Single Batch: If yes, this means that all the rum in the bottle is of the same marque, and is of the same approximate age, e.g. no less than 6 months difference. Bourbon’s bottled-in-bond concept is the inspiration for this.

Fermentation Source: The “other” element encapsulates things like panela, brown sugar and other sources beyond the big three: molasses, cane juice, cane syrup.

Primary Yeast Source: The intent is to differentiate fermentations using a cultured, propagated yeast, rather than entirely airborne fermentation, as seen in Jamaica and Haiti, for instance.

Maximum Distilled ABV: The intent is to differentiate rum from a one or two column stills at 75% ABV from a multi-column distilled rum at 95% ABV. If a single drop of rum in the bottle was distilled to 95% ABV, that’s what goes in this field. This is similar to a minimum age statement, but for ABV.

Carbon Filtration for Color: This would be “Yes” if the Carbon filtration is used to noticeably lighten the color of the rum, e.g. make it a “white rum”.

I believe that from the above ten parameters, the vast majority of available rums can be readily differentiated from each other. Of course, this proposal does not attempt to describe flavors. That’s an entirely different ball of wax. But for us enthusiasts craving transparency so as to know what we’re buying, the details provided could go a long way towards meeting those desires.

Here’s a few real-world examples:

For an unaged Martinique AOC Rhum Agricole:

Country of fermentation & distillation France (Martinique)
Single Distillery Yes
Single Batch Yes
Fermentation Source Cane juice
Primary Yeast Source Cultured yeast
Distillation Type Continuous
Maximum Distilled ABV 70% ABV
Minimum Age in Wood 0
Carbon Filtration for Color No
Blending materials other than E150 caramel, or similar. No

For an all pot stilled, aged Jamaican rum:

Country of fermentation & distillation Jamaica
Single Distillery Yes
Single Batch No
Fermentation Source Molasses
Primary Yeast Source Airborne yeast
Distillation Type Batch
Maximum Distilled ABV 75% ABV
Minimum Age in Wood 8
Carbon Filtration for Color No
Blending materials other than E150 caramel, or similar. No

For a lightly aged, Cuban “White” rum:

Country of fermentation & distillation Cuba
Single Distillery Yes
Single Batch No
Fermentation Source Molasses
Primary Yeast Source Cultured yeast
Distillation Type Continuous
Maximum Distilled ABV 95% ABV
Minimum Age in Wood 2 years
Carbon Filtration for Color Yes
Blending materials other than E150 caramel, or similar. No

For a multi-country blended rum made from aged and unaged rums:

Country of fermentation & distillation Multiple
Single Distillery No
Single Batch No
Fermentation Source Multiple
Primary Yeast Source Multiple
Distillation Type Multiple
Maximum Distilled ABV 95% ABV
Minimum Age in Wood 2
Carbon Filtration for Color Yes
Blending materials other than E150 caramel, or similar. Yes

Again, the above is just a proposal. Nothing is sacrosanct. If fewer or more fields are agreed upon, that’s fine. If the wording needs to change, that’s dandy too.
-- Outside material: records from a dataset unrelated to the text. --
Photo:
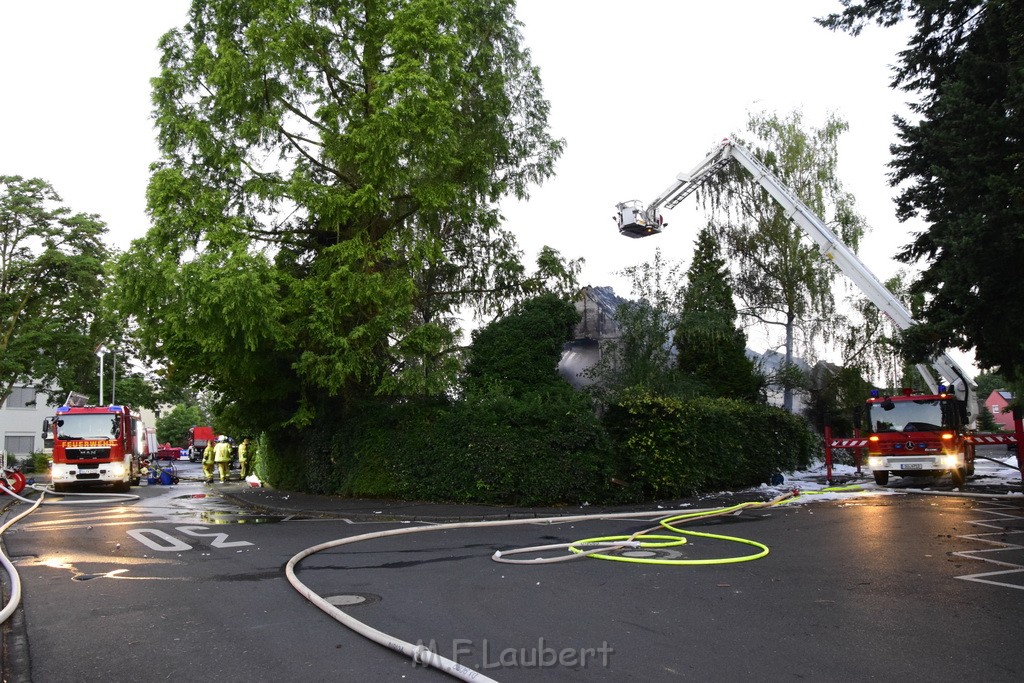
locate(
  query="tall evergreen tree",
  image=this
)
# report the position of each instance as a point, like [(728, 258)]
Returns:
[(711, 347), (960, 165), (326, 203)]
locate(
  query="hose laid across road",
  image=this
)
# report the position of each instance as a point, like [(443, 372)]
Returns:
[(8, 566), (423, 655)]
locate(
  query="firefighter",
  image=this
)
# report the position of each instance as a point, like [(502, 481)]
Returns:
[(208, 462), (244, 459), (222, 456)]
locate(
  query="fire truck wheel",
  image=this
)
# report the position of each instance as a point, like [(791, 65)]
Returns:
[(960, 477)]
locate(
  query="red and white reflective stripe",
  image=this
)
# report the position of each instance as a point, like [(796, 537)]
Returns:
[(992, 438), (849, 443)]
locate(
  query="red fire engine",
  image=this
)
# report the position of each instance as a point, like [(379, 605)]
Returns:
[(919, 434), (96, 444)]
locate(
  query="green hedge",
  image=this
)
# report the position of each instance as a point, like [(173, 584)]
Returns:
[(669, 447), (543, 449), (540, 450)]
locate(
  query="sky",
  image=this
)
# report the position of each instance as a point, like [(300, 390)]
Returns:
[(639, 90)]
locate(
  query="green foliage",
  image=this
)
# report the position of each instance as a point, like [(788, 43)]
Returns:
[(641, 356), (958, 166), (173, 427), (51, 284), (542, 449), (519, 352), (711, 348), (835, 396), (780, 276), (670, 447), (326, 205), (519, 434)]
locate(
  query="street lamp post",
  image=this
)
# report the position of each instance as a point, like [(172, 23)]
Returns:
[(101, 351)]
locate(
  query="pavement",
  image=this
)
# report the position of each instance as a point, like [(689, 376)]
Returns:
[(274, 501), (324, 506)]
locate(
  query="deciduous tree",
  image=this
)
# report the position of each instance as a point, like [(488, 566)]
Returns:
[(51, 283), (780, 276), (960, 165)]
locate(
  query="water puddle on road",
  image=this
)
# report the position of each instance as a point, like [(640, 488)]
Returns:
[(212, 509)]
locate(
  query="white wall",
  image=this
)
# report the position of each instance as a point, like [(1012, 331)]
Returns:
[(25, 422)]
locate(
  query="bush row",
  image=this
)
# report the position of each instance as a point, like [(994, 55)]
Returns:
[(542, 449)]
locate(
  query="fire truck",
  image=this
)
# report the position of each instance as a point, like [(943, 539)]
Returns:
[(908, 434), (197, 440), (919, 434), (96, 444)]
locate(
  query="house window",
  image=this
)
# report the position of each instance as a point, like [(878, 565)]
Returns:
[(19, 444), (22, 397)]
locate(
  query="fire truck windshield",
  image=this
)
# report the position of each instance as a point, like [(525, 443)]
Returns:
[(908, 416), (97, 426)]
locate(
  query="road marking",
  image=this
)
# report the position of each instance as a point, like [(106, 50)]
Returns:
[(988, 554), (173, 545), (220, 540)]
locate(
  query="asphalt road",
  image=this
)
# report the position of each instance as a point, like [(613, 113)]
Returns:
[(182, 585)]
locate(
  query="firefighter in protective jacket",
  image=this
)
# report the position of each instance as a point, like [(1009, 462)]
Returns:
[(222, 456), (208, 462)]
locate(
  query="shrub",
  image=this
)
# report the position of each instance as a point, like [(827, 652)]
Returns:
[(669, 447)]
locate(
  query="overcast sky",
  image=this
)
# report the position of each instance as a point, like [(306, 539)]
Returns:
[(640, 90)]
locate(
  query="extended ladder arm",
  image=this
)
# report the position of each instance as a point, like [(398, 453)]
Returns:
[(830, 246)]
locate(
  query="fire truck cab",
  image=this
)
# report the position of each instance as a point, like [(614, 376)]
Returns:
[(96, 444), (919, 435)]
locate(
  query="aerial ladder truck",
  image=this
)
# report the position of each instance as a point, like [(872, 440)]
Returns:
[(908, 434)]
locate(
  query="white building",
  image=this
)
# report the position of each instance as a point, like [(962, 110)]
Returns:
[(22, 421)]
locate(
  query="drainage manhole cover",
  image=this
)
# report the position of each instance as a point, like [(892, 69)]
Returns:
[(351, 599)]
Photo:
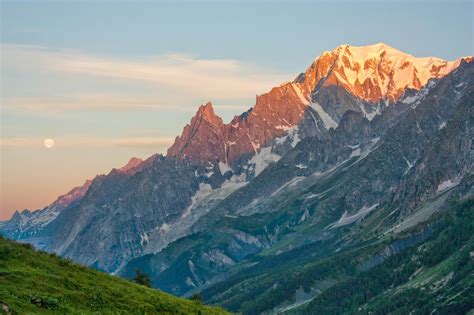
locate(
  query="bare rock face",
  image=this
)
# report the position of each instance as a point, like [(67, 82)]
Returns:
[(333, 112), (208, 139), (363, 79), (202, 139)]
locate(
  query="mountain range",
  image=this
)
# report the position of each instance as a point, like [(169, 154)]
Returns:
[(360, 164)]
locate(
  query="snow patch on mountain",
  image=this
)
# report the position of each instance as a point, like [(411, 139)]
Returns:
[(325, 117), (347, 219), (262, 159), (445, 185)]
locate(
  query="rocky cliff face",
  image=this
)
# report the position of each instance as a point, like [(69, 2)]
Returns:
[(379, 177), (364, 79), (331, 116)]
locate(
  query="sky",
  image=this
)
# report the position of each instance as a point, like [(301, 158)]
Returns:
[(111, 80)]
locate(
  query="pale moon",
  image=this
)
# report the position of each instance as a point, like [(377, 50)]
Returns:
[(49, 143)]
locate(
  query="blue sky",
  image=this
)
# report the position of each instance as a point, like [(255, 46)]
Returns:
[(110, 80)]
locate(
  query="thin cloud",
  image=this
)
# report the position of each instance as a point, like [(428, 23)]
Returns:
[(181, 78), (80, 142)]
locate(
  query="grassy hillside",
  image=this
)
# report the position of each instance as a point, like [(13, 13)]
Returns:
[(39, 283)]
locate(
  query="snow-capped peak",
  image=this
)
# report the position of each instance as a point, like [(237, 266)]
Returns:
[(374, 72)]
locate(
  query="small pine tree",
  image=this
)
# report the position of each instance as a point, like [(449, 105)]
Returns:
[(142, 278)]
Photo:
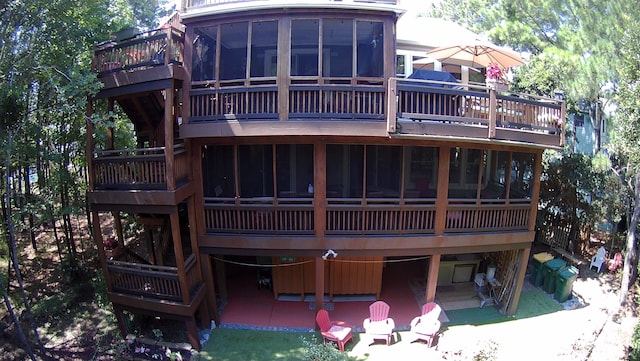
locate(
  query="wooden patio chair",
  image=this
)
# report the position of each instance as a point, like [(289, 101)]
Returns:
[(427, 325), (334, 331), (379, 326)]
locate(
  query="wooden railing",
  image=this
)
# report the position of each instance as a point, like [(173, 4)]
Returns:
[(376, 216), (336, 102), (380, 216), (232, 216), (256, 102), (158, 282), (433, 102), (465, 215), (145, 50), (188, 4), (143, 168)]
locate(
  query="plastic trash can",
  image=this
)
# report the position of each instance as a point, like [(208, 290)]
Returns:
[(549, 271), (564, 283), (536, 277)]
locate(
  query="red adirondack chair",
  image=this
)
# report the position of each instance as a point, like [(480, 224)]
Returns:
[(426, 326), (379, 326), (615, 262), (334, 331)]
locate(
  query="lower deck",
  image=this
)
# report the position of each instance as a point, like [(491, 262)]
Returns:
[(403, 287)]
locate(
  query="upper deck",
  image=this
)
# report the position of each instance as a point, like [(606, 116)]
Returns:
[(274, 98)]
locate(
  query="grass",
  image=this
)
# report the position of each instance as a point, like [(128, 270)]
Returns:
[(532, 303), (227, 344)]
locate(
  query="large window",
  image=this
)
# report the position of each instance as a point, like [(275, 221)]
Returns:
[(294, 170), (384, 170), (217, 171), (264, 49), (233, 52), (204, 53), (345, 169), (521, 175), (464, 170), (337, 43), (421, 172), (305, 47), (370, 45)]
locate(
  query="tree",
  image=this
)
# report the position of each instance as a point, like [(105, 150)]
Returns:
[(574, 47), (625, 141)]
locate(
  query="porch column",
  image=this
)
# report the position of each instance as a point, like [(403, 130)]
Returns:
[(319, 283), (177, 248), (523, 259), (535, 191), (170, 174), (210, 298), (432, 278), (89, 144), (443, 190), (493, 112)]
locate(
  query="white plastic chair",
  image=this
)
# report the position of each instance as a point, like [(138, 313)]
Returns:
[(598, 259)]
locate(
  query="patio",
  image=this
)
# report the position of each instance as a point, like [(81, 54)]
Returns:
[(251, 307)]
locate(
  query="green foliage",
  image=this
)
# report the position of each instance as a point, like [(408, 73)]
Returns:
[(634, 353), (317, 350), (574, 189), (99, 287)]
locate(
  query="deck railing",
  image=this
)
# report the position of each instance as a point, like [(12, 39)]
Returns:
[(233, 216), (355, 217), (142, 168), (145, 50), (433, 102), (465, 215), (189, 4), (158, 282)]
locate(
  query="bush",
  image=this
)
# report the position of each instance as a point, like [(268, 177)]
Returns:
[(317, 350), (634, 352)]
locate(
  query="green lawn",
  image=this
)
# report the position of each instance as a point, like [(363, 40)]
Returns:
[(226, 344)]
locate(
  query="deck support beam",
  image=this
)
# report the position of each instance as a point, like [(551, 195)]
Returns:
[(432, 278)]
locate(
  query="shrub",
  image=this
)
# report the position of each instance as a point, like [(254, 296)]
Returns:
[(317, 350), (634, 352)]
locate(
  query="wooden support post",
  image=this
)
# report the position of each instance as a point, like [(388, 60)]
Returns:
[(523, 259), (432, 278), (221, 278), (110, 130), (535, 190), (210, 298), (443, 190), (192, 333), (170, 174), (319, 283), (177, 248), (89, 144), (320, 189), (493, 113)]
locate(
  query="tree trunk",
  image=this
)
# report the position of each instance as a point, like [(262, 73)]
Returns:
[(13, 250), (629, 270)]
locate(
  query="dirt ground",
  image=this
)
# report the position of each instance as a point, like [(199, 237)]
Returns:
[(74, 325)]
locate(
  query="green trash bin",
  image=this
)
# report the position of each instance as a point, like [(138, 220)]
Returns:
[(536, 277), (549, 271), (564, 283)]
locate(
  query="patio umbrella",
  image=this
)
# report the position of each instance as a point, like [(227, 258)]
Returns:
[(476, 54)]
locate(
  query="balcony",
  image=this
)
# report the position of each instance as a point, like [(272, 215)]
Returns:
[(373, 217), (146, 50), (195, 4), (139, 169), (153, 282)]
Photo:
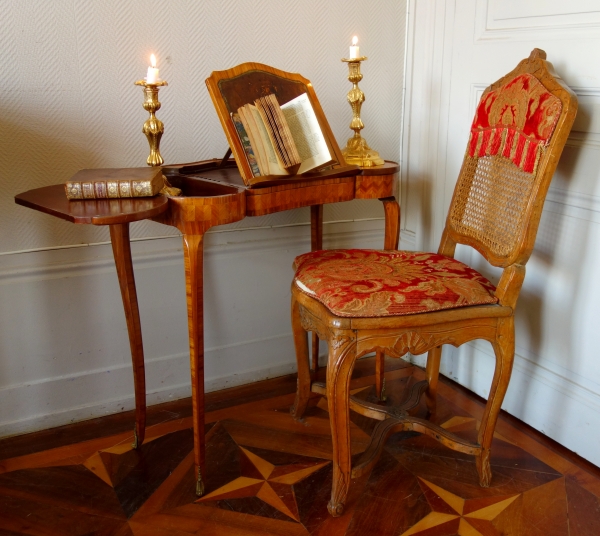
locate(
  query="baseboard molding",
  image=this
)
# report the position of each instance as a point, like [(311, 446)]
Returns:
[(40, 397), (173, 371)]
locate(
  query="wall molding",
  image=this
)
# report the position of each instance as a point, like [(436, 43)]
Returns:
[(52, 399), (24, 267), (579, 25)]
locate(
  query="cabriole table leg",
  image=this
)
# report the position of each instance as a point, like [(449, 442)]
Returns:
[(119, 237)]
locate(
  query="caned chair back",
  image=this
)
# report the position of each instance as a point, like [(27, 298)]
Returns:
[(517, 136)]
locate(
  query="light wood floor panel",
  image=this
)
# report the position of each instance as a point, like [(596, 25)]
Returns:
[(269, 475)]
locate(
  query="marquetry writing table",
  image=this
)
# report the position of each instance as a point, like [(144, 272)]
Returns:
[(213, 193)]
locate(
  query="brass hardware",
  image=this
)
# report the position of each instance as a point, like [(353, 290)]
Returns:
[(357, 150), (383, 396), (153, 128)]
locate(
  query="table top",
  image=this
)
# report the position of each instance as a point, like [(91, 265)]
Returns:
[(53, 200)]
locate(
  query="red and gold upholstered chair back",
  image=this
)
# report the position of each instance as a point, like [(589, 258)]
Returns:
[(517, 136)]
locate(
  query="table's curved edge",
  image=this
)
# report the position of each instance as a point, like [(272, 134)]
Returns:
[(53, 200)]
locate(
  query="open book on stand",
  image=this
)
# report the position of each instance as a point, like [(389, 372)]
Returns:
[(274, 124), (281, 140)]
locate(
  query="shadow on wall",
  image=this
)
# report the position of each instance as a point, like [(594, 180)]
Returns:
[(39, 151), (37, 308)]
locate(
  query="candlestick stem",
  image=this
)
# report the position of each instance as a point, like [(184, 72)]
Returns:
[(153, 127), (357, 150)]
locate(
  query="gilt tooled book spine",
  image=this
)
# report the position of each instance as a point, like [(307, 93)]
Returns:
[(105, 184)]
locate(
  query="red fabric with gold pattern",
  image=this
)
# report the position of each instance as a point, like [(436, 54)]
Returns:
[(516, 121), (363, 283)]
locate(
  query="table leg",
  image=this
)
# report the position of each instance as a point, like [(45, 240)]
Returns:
[(194, 275), (392, 223), (119, 237), (316, 243), (390, 242)]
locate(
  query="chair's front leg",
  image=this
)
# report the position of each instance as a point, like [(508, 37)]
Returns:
[(301, 346), (342, 355), (504, 348)]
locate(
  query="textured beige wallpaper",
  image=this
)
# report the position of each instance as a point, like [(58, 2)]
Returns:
[(67, 99)]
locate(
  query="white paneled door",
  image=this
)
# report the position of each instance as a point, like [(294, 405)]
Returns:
[(456, 49)]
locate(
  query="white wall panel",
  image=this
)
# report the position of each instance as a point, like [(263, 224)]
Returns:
[(556, 380), (68, 101)]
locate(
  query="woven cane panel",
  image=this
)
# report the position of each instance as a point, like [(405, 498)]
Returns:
[(489, 206)]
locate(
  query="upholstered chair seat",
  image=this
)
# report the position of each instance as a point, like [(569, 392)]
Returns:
[(362, 283), (395, 302)]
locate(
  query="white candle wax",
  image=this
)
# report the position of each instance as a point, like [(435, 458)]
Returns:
[(354, 49), (152, 74)]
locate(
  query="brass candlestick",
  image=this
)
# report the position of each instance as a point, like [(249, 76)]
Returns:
[(153, 127), (357, 150)]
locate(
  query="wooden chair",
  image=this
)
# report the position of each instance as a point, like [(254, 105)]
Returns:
[(363, 301)]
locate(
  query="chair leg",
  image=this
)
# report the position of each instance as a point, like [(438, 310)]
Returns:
[(342, 355), (433, 371), (504, 348), (380, 375), (315, 353), (304, 377)]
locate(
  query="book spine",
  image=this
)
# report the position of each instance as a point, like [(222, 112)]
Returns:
[(109, 189), (243, 135)]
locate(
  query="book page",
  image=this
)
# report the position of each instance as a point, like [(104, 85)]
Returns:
[(246, 144), (307, 133), (274, 167), (259, 150)]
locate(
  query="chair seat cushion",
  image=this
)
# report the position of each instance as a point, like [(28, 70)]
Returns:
[(365, 283)]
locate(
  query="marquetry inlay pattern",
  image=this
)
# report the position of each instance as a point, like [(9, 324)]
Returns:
[(269, 474)]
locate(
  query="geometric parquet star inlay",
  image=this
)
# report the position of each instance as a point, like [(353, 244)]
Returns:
[(268, 474)]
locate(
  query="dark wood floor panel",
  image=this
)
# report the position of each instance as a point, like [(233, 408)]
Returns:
[(270, 475)]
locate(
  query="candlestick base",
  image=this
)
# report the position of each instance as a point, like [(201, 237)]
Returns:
[(358, 152), (154, 128)]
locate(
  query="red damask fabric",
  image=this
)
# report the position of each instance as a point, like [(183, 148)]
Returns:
[(363, 283), (516, 121)]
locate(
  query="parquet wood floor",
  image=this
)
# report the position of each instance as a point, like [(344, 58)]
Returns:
[(270, 475)]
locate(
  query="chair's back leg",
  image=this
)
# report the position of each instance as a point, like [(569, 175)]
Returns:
[(433, 371), (342, 355), (504, 349), (304, 378), (380, 375)]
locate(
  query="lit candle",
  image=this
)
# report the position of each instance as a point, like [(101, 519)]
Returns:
[(152, 76), (354, 53)]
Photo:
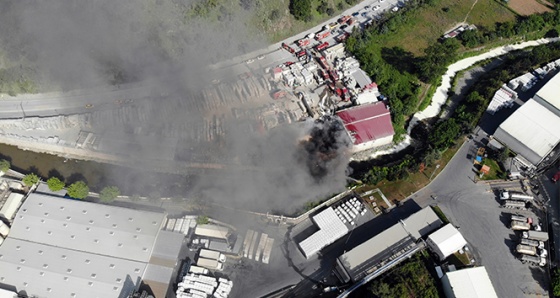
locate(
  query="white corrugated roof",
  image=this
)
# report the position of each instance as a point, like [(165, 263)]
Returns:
[(11, 205), (534, 126), (471, 283), (416, 225), (331, 228), (448, 240), (550, 92)]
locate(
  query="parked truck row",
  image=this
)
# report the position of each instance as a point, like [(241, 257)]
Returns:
[(531, 248)]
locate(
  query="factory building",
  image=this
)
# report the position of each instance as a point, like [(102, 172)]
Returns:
[(548, 95), (61, 247), (331, 228), (532, 131), (446, 241), (380, 249), (369, 126), (468, 283)]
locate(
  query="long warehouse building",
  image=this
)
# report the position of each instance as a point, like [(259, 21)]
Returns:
[(399, 238), (60, 247), (532, 130)]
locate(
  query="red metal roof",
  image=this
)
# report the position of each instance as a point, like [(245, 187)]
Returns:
[(367, 122)]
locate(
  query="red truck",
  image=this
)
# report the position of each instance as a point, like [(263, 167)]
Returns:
[(288, 48), (322, 34), (323, 63), (344, 19), (304, 42), (322, 46), (556, 177), (342, 37), (333, 75)]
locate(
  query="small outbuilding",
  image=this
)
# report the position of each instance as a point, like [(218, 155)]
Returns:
[(446, 241), (468, 283)]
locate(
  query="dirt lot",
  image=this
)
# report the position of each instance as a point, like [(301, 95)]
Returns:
[(527, 7)]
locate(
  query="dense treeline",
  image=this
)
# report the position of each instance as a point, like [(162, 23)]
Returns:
[(444, 133), (400, 74)]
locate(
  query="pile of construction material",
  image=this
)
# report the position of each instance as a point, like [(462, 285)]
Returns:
[(203, 286)]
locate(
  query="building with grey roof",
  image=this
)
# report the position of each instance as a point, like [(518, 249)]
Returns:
[(399, 238), (68, 248)]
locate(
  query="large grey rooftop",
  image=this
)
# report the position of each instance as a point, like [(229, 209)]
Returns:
[(89, 227), (391, 240), (49, 271)]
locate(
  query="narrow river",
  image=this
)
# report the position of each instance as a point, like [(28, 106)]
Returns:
[(131, 181)]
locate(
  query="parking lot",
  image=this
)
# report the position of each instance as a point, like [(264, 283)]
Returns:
[(475, 210)]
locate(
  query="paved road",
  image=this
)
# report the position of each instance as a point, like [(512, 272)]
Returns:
[(473, 207)]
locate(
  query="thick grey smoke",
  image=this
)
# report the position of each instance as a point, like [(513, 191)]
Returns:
[(284, 168), (83, 44)]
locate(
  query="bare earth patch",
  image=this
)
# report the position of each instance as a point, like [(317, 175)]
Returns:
[(527, 7)]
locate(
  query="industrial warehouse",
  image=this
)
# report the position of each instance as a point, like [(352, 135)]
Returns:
[(369, 125), (60, 247), (532, 130), (382, 248)]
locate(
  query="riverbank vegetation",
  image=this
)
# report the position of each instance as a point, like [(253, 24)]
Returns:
[(409, 279)]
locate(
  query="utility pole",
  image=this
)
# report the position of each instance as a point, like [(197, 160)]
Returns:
[(437, 167)]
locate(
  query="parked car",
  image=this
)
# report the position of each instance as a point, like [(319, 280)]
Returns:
[(556, 177)]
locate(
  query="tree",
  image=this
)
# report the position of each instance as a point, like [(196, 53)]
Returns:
[(275, 15), (55, 184), (4, 165), (109, 193), (78, 190), (301, 9), (556, 282), (444, 133), (202, 220), (30, 179)]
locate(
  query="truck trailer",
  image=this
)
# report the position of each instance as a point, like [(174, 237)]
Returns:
[(507, 195), (536, 235), (520, 225), (533, 259), (198, 270), (210, 264), (534, 243), (212, 254), (514, 204), (526, 249)]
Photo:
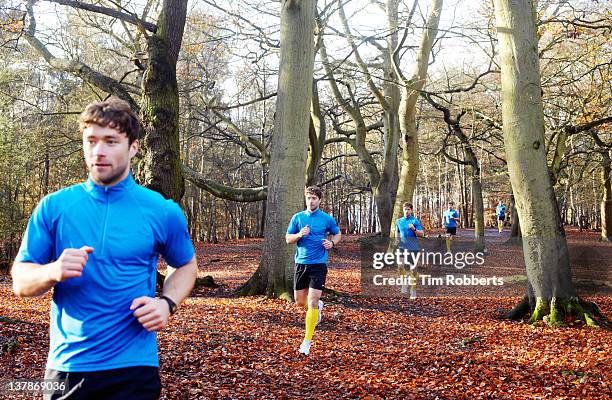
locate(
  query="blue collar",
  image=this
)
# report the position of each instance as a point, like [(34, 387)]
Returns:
[(309, 213), (114, 191)]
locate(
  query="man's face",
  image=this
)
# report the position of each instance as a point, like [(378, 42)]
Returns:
[(107, 154), (312, 201)]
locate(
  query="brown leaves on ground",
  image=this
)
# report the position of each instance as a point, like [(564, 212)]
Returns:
[(218, 346)]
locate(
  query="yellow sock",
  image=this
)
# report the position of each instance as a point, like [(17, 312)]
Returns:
[(311, 321)]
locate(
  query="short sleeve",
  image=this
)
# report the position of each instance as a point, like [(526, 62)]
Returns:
[(332, 226), (37, 243), (178, 248), (293, 225)]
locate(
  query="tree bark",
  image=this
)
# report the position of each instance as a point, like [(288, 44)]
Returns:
[(407, 114), (544, 244), (162, 170), (288, 150), (606, 201)]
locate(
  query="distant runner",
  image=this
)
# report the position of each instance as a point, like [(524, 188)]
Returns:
[(409, 229), (501, 215), (450, 218), (315, 233)]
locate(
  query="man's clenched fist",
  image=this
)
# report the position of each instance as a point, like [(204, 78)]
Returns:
[(70, 264)]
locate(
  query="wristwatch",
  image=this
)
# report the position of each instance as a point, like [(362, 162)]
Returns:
[(171, 304)]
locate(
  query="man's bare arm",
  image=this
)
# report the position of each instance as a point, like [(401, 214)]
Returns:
[(30, 279)]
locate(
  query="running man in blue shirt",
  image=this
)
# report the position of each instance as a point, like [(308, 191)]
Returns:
[(315, 233), (96, 245), (450, 218), (500, 211), (409, 229)]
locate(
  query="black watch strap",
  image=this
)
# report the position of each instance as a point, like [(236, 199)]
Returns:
[(171, 304)]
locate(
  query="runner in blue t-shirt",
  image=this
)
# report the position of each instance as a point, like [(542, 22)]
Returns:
[(408, 230), (96, 245), (500, 211), (315, 233), (450, 218)]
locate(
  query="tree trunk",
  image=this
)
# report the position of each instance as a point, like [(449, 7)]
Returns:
[(162, 170), (606, 201), (407, 116), (515, 234), (288, 150), (544, 244)]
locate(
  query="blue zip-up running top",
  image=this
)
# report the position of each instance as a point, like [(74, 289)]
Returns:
[(92, 326)]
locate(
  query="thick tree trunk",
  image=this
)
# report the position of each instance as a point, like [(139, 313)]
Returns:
[(606, 201), (544, 244), (162, 170), (515, 233), (407, 116), (289, 145), (316, 135)]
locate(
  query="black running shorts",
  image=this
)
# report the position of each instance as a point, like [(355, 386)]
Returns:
[(310, 276)]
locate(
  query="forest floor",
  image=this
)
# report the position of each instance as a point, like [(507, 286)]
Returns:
[(456, 346)]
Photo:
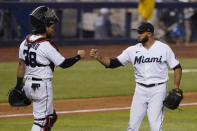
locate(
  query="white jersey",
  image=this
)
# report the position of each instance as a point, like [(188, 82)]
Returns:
[(150, 66), (42, 53)]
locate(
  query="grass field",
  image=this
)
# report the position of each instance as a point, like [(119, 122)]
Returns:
[(109, 121), (91, 79)]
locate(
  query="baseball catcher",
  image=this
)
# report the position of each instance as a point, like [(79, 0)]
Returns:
[(17, 97), (173, 100)]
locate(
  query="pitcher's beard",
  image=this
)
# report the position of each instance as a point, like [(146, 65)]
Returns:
[(144, 40)]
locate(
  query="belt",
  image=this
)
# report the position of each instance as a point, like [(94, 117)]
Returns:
[(150, 85)]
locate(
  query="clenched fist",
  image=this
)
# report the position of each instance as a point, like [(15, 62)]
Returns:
[(94, 53), (81, 53)]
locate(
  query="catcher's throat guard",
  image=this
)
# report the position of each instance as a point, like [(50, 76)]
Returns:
[(18, 98)]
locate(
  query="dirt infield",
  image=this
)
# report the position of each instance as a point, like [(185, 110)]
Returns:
[(85, 104), (11, 54)]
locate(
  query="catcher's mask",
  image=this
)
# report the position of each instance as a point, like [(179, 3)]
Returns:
[(41, 17)]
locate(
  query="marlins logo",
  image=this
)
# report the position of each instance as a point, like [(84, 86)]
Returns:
[(141, 59)]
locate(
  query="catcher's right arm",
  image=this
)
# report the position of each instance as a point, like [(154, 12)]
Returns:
[(18, 98), (174, 98)]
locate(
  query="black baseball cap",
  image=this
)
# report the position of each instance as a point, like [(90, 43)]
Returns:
[(145, 27)]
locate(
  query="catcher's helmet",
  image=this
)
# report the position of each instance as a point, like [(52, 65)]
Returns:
[(41, 17)]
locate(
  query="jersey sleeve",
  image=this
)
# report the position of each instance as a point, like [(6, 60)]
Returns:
[(172, 60), (53, 55), (124, 57)]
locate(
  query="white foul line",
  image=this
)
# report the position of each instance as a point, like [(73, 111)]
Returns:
[(85, 111)]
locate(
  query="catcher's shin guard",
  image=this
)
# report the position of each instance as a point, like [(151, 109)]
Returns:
[(49, 121)]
We already see some producers putting parts of the above information on their labels, which is great! But no two producers share anything that’s remotely similar to each other, making apples-to-apples comparisons a challenge, even to the informed consumer.

An agreed upon set of elements and descriptors would help make apples-to-apples comparisons much simpler, thus benefiting both brands and consumers. If you agree, perhaps ask your favorite brands what they think of doing something like this.